Detecting The Corruption Of Online Questionnaires By Artificial Intelligence
Benjamin Lebrun, Sharon Temtsin, Andrew Vonasch, Christoph Bartneck
TL;DR
The study investigates the threat posed by AI-generated text to data quality in online questionnaires using crowd-sourcing. Employing a within-subjects design, it compares human- and AI-authored justifications (via ChatGPT and Undetectable.AI) across readability, perceived quality, and an imitation-game task, complemented by automated detectors. Humans detected AI authorship at about 76% accuracy, while automatic detectors performed near chance, and obfuscation tools further degraded detector reliability. The findings highlight that platform-level safeguards are essential for maintaining data integrity in online research, given the limitations of both human reviewers and current AI-detection systems. The work underscores the replication crisis context and calls for systemic solutions beyond individual-level checks to mitigate AI-assisted fraud in crowdsourced studies.
Abstract
Online questionnaires that use crowd-sourcing platforms to recruit participants have become commonplace, due to their ease of use and low costs. Artificial Intelligence (AI) based Large Language Models (LLM) have made it easy for bad actors to automatically fill in online forms, including generating meaningful text for open-ended tasks. These technological advances threaten the data quality for studies that use online questionnaires. This study tested if text generated by an AI for the purpose of an online study can be detected by both humans and automatic AI detection systems. While humans were able to correctly identify authorship of text above chance level (76 percent accuracy), their performance was still below what would be required to ensure satisfactory data quality.
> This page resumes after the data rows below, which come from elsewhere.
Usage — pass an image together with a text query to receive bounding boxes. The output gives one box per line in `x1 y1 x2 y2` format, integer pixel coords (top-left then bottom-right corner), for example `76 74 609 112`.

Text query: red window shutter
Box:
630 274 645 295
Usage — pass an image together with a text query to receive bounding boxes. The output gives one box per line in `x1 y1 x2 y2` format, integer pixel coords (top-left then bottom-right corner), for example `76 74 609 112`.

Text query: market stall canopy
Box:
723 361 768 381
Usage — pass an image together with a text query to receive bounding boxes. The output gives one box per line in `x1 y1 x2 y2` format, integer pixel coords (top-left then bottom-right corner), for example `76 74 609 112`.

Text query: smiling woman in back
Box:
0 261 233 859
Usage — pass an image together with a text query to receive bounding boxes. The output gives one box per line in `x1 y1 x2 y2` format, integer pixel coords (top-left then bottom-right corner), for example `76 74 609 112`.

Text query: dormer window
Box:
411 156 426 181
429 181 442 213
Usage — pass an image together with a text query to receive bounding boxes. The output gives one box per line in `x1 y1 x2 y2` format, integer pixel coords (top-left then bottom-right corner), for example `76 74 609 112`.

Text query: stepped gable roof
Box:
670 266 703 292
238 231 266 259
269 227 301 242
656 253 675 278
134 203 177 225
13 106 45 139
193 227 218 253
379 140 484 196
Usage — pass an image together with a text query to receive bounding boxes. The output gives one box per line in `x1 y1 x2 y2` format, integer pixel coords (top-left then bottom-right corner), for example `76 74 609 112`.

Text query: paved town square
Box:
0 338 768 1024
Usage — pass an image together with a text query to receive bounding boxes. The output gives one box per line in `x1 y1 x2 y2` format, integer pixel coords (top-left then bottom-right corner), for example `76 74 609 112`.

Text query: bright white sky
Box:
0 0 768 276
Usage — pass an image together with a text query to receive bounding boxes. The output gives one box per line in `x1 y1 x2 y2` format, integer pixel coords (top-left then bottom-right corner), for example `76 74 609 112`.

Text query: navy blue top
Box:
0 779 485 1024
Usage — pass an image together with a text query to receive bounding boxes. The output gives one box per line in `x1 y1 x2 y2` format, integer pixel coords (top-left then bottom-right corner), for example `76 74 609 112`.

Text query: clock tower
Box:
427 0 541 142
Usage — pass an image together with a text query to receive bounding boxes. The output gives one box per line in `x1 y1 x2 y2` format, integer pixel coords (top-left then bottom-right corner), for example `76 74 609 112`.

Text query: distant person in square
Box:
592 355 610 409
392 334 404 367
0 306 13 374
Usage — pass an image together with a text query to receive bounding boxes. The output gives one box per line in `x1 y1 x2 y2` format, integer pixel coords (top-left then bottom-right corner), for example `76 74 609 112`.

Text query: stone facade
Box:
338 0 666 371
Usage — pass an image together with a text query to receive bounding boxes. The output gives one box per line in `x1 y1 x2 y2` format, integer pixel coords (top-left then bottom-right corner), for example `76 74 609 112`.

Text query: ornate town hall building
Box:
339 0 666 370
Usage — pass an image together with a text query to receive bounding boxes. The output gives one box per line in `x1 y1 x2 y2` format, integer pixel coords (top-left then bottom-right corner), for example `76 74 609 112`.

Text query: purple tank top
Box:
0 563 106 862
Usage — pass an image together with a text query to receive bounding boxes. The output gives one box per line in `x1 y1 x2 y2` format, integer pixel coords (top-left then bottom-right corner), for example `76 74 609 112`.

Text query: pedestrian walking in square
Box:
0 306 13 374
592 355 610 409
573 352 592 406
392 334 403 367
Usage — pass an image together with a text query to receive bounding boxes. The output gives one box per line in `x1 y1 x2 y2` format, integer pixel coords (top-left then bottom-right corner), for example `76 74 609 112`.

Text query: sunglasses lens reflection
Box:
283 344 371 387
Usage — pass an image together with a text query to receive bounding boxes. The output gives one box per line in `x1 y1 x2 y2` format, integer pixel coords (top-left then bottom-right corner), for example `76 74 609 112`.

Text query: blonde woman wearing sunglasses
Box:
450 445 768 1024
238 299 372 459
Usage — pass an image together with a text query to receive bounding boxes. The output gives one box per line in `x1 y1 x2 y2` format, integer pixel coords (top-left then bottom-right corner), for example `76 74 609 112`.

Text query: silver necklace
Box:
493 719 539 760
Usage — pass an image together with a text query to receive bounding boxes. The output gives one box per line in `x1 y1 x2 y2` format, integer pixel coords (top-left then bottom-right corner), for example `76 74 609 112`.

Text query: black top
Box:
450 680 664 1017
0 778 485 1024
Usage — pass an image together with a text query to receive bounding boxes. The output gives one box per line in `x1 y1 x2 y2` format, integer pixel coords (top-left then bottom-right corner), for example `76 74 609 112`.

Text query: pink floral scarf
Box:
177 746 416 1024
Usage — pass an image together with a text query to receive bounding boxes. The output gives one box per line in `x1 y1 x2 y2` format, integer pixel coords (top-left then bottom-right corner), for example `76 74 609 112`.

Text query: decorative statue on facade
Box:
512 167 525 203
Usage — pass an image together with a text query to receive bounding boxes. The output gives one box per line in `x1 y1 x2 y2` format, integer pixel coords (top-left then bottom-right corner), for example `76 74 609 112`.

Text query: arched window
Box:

Researchers currently have to rely on the disinterest of bad actors to successfully use open-ended responses as a useful tool for ensuring data quality. Automatic AI detection systems are currently completely unusable. If AIs become too prevalent in submitting responses then the costs associated with detecting fraudulent submissions will outweigh the benefits of online questionnaires. Individual attention checks will no longer be a sufficient tool to ensure good data quality. This problem can only be systematically addressed by crowd-sourcing platforms. They cannot rely on automatic AI detection systems and it is unclear how they can ensure data quality for their paying clients.